Point 2: In response: For the knockout of the FRB domain, we used the homologous recombination method, but because tor genes are double-copy genes, there are also double copies in the FRB domain. Despite our efforts, we encountered challenges in precisely determining the location of the other copy of the tor gene. I could not understand these consistent data, why not for using sequencing?

Response 2: Thank you for your comment. We observed that the torA gene is a single copy. We removed this part of the results to avoid any ambiguity or potential misinterpretation.

Point 3: Response in Due to the large number of genes involved, we did not perform a complementation experiment. If there were no complementation data, how to demonstrate data are solid?

Response 3: Thank you for your important suggestion. We understand that complementation experiments are commonly used to validate gene deletions. Therefore, to ensure the reliability of our data, we have conducted supplementary experiments on specific gene deletions, such as ΔsitA-C and Δppg1-C. Thank you again for your positive comments and valuable suggestions to improve the quality of our manuscript.

References:

(1) Yu F, Gu Q, Yun Y, et al. The TOR signaling pathway regulates vegetative development and virulence in Fusarium graminearum. New Phytol. 2014; 203(1): 219-32.

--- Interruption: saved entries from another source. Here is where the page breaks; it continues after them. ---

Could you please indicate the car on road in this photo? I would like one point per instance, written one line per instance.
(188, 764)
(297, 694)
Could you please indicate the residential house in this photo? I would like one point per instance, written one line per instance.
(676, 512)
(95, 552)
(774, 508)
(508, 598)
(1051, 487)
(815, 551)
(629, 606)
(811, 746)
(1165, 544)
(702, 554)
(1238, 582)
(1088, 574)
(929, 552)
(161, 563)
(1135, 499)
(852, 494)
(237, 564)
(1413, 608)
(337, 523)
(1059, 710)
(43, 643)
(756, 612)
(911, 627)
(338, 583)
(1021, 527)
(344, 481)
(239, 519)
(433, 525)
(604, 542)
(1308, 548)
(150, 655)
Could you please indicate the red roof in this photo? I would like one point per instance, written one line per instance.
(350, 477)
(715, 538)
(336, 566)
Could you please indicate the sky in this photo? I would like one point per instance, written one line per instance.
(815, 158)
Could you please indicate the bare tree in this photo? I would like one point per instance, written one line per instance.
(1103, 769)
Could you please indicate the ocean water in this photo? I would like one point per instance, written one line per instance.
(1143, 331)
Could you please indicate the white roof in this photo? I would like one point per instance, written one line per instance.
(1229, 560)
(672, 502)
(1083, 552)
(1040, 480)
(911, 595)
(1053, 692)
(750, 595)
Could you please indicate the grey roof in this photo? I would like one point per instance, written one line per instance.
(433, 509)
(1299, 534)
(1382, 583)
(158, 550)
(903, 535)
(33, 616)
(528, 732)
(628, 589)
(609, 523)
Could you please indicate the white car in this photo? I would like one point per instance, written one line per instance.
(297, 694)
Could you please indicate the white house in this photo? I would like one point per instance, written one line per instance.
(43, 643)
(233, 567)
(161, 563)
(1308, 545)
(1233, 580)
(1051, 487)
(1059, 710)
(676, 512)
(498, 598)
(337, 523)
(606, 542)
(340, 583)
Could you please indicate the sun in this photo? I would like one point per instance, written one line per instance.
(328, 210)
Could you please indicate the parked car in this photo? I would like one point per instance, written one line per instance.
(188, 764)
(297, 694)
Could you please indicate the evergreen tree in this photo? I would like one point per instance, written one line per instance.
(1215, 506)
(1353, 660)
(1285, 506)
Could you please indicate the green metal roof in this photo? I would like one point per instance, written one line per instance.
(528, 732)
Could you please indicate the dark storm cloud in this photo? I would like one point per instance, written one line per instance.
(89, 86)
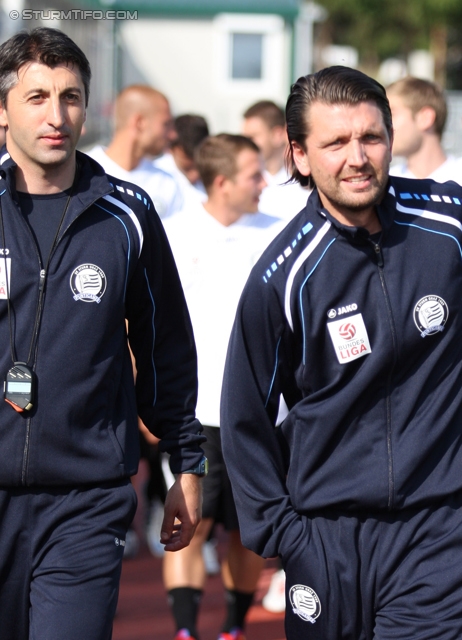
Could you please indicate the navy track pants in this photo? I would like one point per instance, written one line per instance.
(60, 560)
(392, 576)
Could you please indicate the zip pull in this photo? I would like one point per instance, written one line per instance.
(42, 279)
(378, 253)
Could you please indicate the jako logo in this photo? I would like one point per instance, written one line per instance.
(347, 331)
(347, 309)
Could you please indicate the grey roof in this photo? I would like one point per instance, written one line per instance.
(193, 8)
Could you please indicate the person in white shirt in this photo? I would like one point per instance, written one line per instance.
(419, 113)
(264, 123)
(143, 126)
(178, 161)
(215, 245)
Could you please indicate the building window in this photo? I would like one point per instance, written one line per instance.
(246, 56)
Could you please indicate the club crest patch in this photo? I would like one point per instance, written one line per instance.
(349, 337)
(430, 315)
(305, 603)
(88, 283)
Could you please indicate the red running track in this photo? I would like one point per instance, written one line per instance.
(143, 612)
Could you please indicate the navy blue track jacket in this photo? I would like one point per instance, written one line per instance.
(111, 262)
(363, 337)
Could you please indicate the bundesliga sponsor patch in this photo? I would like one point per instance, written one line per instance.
(349, 337)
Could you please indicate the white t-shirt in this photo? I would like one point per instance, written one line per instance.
(282, 200)
(451, 169)
(191, 193)
(214, 263)
(159, 185)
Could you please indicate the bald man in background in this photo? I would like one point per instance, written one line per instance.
(142, 130)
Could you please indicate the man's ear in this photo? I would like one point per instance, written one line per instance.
(300, 157)
(3, 116)
(425, 118)
(279, 136)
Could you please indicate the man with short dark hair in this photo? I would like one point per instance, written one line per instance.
(419, 113)
(264, 123)
(215, 245)
(189, 131)
(82, 254)
(143, 127)
(354, 315)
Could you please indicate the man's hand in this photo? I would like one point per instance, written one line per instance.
(183, 504)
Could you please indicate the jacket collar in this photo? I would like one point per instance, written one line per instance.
(92, 182)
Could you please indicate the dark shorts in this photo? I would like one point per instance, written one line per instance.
(61, 560)
(218, 501)
(377, 576)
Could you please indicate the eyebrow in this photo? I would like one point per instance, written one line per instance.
(41, 90)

(2) Hua SS, Tarun AS, Pandey SN, Chang L, Chang PK. Characterization of AFLAV, a Tf1/Sushi retrotransposon from Aspergillus flavus. Mycopathologia. 2007 Feb;163(2):97-104.

(3) Chang PK, Scharfenstein LL, Mack B, Hua SST. Genome sequence of an Aspergillus flavus CA14 strain that is widely used in gene function studies. Microbiol Resour Announc. 2019 Aug 15;8(33):e00837-19.

(4) Zhu Z, Yang M, Yang G, Zhang B, Cao X, Yuan J, Ge F, Wang S. PP2C phosphatases Ptc1 and Ptc2 dephosphorylate PGK1 to regulate autophagy and aflatoxin synthesis in the pathogenic fungus Aspergillus flavus. mBio. 2023 Oct 31;14(5):e0097723.